Here are some ways through which we can think of our policy reformation for the country's housing and other establishments. However, making green building in the context of Bangladesh includes eight major areas of intervention such as:
- Taking a smart approach to energy: we have to reduce energy use in all phases of a building's lifecycle, make modern and renovated buildings with less expense and make them more comfortable, and help building users be efficient as well. Moreover, renewable energy sources and low-carbon technologies need to be integrated in the buildings' energy supply.
- Safeguarding water resources: all types of water use devices need to be water-efficient, so that we can minimise our water harvesting, and produce less waste water from the buildings. We can use a rainwater harvester on the rooftop considering the impact of heavy water flow into a poor drainage system.
- Reducing and reusing waste: Fewer use of less durable materials produces less waste and resource recovery for a building's lifecycle should be promoted all through selecting the biodegradable products or materials. Sometimes, a community-based recycling process can be promoted among the green building users.
- Promoting health and wellbeing: A new building design considers fresh air circulation inside every room with modern ventilation, and incorporates natural light for building users when it reduces lighting energy needs of the system. Designing for ears and eyes can be considered, especially in health, education and residential buildings that really make buildings peaceful (e.g. flexible space, sound system etc). Right temperature control would be adopted in making new designs of green buildings.
- Keeping green space: More tree plantation and homestead gardening can make our surrounded environment green, so that the process preserves nature, land quality and diverse wildlife for our biodiversity. We have to look for more ways for making urban green spaces in Dhaka - a highly-populated city in the world.
- Creating resilient and disaster-friendly structures: Keeping in mind the global climate change impact, we have to ensure resilience to some of our major disasters such as earthquakes, flooding or fires. Designing dynamic spaces with enough flexibility is a precondition for making a resilient building structure.
- Connecting communities and people: In the context of SDGs, we have to build a worldwide network and shared platform of diverse experiences on what a building can add extra values to its local context in terms of optimum economic, social and environmental benefits. In the process, engaging the world green building communities can enhance our planning. Smart information communications technologies need to be used in the green buildings to communicate with others.

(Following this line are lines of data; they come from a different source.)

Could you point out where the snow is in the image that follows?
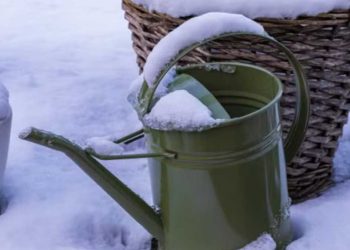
[0,0,350,250]
[240,233,276,250]
[132,0,350,18]
[143,90,218,131]
[84,136,124,155]
[0,82,10,122]
[127,67,176,108]
[144,13,265,86]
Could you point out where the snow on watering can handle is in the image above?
[139,17,310,162]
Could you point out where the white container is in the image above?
[0,83,12,188]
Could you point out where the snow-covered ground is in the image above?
[0,0,350,250]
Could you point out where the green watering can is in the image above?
[21,16,309,250]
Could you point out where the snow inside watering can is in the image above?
[21,13,309,250]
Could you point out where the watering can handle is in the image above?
[139,32,310,163]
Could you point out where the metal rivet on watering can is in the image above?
[21,13,309,250]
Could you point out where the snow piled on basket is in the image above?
[143,90,219,131]
[0,83,10,121]
[239,233,276,250]
[144,12,265,86]
[132,0,350,18]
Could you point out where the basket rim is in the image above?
[122,0,350,24]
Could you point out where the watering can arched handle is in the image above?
[139,32,310,162]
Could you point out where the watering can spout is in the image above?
[19,128,163,241]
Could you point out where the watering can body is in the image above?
[145,63,292,250]
[20,17,309,250]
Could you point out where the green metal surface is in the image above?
[145,63,293,250]
[22,30,309,250]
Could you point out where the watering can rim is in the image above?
[144,61,283,133]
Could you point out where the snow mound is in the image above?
[144,13,265,86]
[0,83,10,121]
[133,0,350,18]
[143,90,219,131]
[240,233,276,250]
[84,136,124,155]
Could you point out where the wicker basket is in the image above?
[123,0,350,202]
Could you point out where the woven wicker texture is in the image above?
[123,0,350,202]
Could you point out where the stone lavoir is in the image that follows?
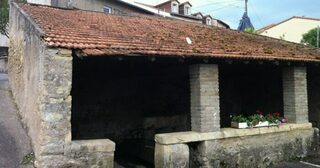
[8,3,320,168]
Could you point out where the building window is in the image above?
[184,5,191,15]
[171,2,179,13]
[103,6,112,13]
[206,18,212,25]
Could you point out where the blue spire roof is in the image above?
[238,12,254,31]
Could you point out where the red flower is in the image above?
[256,109,263,115]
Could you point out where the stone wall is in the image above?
[0,58,8,73]
[190,64,220,132]
[191,129,318,168]
[8,3,115,167]
[282,67,309,123]
[155,123,319,168]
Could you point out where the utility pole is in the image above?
[245,0,248,13]
[317,25,320,48]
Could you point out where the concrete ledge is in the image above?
[71,139,116,153]
[155,123,312,145]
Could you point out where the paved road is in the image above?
[0,73,32,168]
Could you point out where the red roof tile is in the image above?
[18,4,320,61]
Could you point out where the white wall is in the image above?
[261,18,320,43]
[0,34,9,47]
[27,0,51,5]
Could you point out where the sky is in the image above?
[135,0,320,29]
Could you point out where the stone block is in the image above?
[283,67,309,123]
[189,64,220,132]
[155,143,190,168]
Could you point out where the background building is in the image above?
[258,16,320,43]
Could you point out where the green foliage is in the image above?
[231,114,248,123]
[301,28,318,47]
[231,110,285,126]
[248,114,266,126]
[244,28,257,34]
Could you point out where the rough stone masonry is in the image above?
[8,4,115,168]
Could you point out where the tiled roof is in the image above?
[18,4,320,61]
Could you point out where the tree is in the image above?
[0,0,9,37]
[301,28,320,47]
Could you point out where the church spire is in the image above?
[238,0,254,31]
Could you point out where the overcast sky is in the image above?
[135,0,320,29]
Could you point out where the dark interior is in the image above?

- Thinking about all stages of a building's lifecycle: In a new structure of a building, we have to seek how to minimise the environmental impacts through all stages of a building's lifecycle - from designing to construction, operation, maintenance, renovation and ultimate demolition. The whole lifecycle of a building should have truly low impacts on using the embodied resources, such as energy or water specifically.

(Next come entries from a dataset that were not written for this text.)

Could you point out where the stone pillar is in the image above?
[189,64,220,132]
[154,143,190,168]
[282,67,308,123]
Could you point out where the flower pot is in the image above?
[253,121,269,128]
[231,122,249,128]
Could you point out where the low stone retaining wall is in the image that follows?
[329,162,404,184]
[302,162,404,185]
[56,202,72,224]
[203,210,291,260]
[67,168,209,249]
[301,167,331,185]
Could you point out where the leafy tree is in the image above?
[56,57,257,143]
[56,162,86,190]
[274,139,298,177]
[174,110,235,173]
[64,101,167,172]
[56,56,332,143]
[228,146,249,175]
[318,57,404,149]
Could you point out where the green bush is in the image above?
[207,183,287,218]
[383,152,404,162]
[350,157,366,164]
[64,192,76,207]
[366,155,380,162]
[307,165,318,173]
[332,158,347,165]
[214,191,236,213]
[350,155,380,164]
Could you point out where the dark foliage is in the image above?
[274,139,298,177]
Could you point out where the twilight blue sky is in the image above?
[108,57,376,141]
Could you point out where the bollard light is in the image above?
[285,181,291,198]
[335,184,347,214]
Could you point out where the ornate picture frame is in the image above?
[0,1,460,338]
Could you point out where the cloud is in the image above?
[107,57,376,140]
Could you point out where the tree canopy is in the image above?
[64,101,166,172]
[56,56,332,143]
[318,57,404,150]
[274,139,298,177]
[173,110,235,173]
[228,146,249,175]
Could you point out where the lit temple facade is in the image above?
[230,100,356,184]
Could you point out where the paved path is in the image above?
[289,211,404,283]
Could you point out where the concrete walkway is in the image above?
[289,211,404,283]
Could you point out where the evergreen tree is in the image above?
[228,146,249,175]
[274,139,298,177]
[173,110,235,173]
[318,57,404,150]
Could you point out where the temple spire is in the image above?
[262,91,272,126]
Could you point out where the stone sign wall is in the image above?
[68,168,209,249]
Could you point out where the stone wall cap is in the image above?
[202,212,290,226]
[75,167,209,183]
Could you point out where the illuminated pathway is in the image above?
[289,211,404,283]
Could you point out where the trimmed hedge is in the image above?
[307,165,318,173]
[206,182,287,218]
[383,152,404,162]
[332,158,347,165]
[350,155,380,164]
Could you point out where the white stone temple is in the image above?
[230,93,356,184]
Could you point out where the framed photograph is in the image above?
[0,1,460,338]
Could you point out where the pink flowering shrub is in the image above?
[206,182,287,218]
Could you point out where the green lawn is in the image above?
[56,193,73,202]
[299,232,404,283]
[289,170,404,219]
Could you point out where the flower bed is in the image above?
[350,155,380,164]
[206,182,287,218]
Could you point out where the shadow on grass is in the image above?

Finally, making environment-friendly constructions is now the country's need of the hour to attain the related SDG. The concerned people should make the community aware about this agenda. The government should come first to raise awareness among the people in ways including use of its own-created construction materials (HBRI products) in their new establishments and awarding entrepreneurs who are making environment-friendly construction materials or establishing green buildings on their own. Some of the government organisations such as the environment ministry can adopt green building policies requiring issuance of licence for any establishment to be built.